UAH / Drive, Icloud, Dropbox… ¿son herramientas seguras? Estas herramientas de almacenamiento, según el profesor,  son más seguras que el almacenamiento local de la mayoría de los usuarios en varios niveles de magnitud. ‘Las arquitecturas que las gestionan tienen hardware redundante que garantizan la recuperación de la información en sistemas de RAID (sistemas redundantes de discos) de distintos órdenes y dotados de unidades de alimentación ininterrumpida en caso de necesidad. El problema reside en la seguridad de las contraseñas de acceso. Recordemos que alguna de estas plataformas sufrió en el pasado un robo de contraseñas hoy totalmente resuelto.

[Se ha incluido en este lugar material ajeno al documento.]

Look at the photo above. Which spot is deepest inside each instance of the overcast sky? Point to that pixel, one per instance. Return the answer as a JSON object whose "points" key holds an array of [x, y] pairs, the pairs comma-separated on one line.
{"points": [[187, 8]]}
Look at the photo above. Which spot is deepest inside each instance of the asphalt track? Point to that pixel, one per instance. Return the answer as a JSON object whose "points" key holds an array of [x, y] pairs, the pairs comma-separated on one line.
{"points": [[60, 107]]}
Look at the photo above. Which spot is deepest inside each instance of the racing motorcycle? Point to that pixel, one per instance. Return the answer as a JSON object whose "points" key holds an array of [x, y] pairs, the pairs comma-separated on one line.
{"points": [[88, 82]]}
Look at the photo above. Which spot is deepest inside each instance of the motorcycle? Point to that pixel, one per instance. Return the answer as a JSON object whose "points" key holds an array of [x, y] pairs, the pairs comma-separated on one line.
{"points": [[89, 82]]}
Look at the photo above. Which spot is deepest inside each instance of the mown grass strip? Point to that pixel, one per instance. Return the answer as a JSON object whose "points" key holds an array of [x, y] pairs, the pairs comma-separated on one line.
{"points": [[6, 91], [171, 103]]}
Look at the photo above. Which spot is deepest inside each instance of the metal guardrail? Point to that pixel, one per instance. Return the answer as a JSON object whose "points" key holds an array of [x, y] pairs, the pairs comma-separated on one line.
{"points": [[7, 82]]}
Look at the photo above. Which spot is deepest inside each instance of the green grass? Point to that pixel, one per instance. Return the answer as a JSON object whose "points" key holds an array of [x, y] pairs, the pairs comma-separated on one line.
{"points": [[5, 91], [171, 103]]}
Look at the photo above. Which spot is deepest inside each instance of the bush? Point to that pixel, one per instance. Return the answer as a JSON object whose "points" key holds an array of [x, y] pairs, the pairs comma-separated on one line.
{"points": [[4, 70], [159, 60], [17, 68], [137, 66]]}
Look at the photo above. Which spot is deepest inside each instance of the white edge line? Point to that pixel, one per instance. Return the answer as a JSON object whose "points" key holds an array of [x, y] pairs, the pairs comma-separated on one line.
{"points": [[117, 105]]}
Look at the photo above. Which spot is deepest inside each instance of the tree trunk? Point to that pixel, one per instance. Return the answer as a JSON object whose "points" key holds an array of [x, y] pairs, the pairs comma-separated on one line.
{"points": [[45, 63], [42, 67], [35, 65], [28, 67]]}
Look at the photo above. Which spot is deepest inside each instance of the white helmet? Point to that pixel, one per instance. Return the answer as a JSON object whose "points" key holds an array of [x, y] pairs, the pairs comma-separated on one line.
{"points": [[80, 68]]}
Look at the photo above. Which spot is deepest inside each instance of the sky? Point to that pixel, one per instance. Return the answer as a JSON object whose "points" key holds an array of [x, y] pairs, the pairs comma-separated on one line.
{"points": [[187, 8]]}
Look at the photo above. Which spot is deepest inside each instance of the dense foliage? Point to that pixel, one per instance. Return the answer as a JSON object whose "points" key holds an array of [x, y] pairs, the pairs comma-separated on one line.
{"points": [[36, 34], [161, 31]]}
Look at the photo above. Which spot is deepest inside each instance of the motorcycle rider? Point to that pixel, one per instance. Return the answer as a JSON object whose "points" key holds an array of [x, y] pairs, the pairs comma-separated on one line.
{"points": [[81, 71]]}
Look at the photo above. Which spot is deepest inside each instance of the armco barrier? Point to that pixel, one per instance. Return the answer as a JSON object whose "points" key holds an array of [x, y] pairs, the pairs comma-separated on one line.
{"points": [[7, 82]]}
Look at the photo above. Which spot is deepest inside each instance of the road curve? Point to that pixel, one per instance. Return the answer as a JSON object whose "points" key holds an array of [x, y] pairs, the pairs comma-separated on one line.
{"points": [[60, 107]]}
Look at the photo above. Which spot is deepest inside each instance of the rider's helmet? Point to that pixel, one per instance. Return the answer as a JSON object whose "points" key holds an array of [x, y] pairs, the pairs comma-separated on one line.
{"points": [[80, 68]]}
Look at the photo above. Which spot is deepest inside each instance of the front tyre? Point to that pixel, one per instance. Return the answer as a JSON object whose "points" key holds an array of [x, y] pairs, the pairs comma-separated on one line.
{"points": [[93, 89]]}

¿Cómo, dónde y hasta cuándo se conservan nuestros archivos en estos ‘almacenes’ de datos? Depende de los niveles de contratación… Por ejemplo, la Universidad de Alcalá dispone de Drive de Microsoft, que garantiza que los datos están en Europa. Normalmente las empresas de servicios utilizan una gran red de ordenadores y de almacenamiento en distintas ubicaciones del mundo en función, normalmente, de parámetros econométricos, es decir, donde más les interesa. El tiempo que se mantiene la información en la nube en estos casos depende del tipo de contrato que se disponga. Lo normal es que facturen por un volumen de datos máximos sin importar el tiempo de conservación ni la volatilidad. Otros servicios, como puede ser Windows Azure, Bluemix, etc… sí cobran por el tráfico y los tiempos de CPU.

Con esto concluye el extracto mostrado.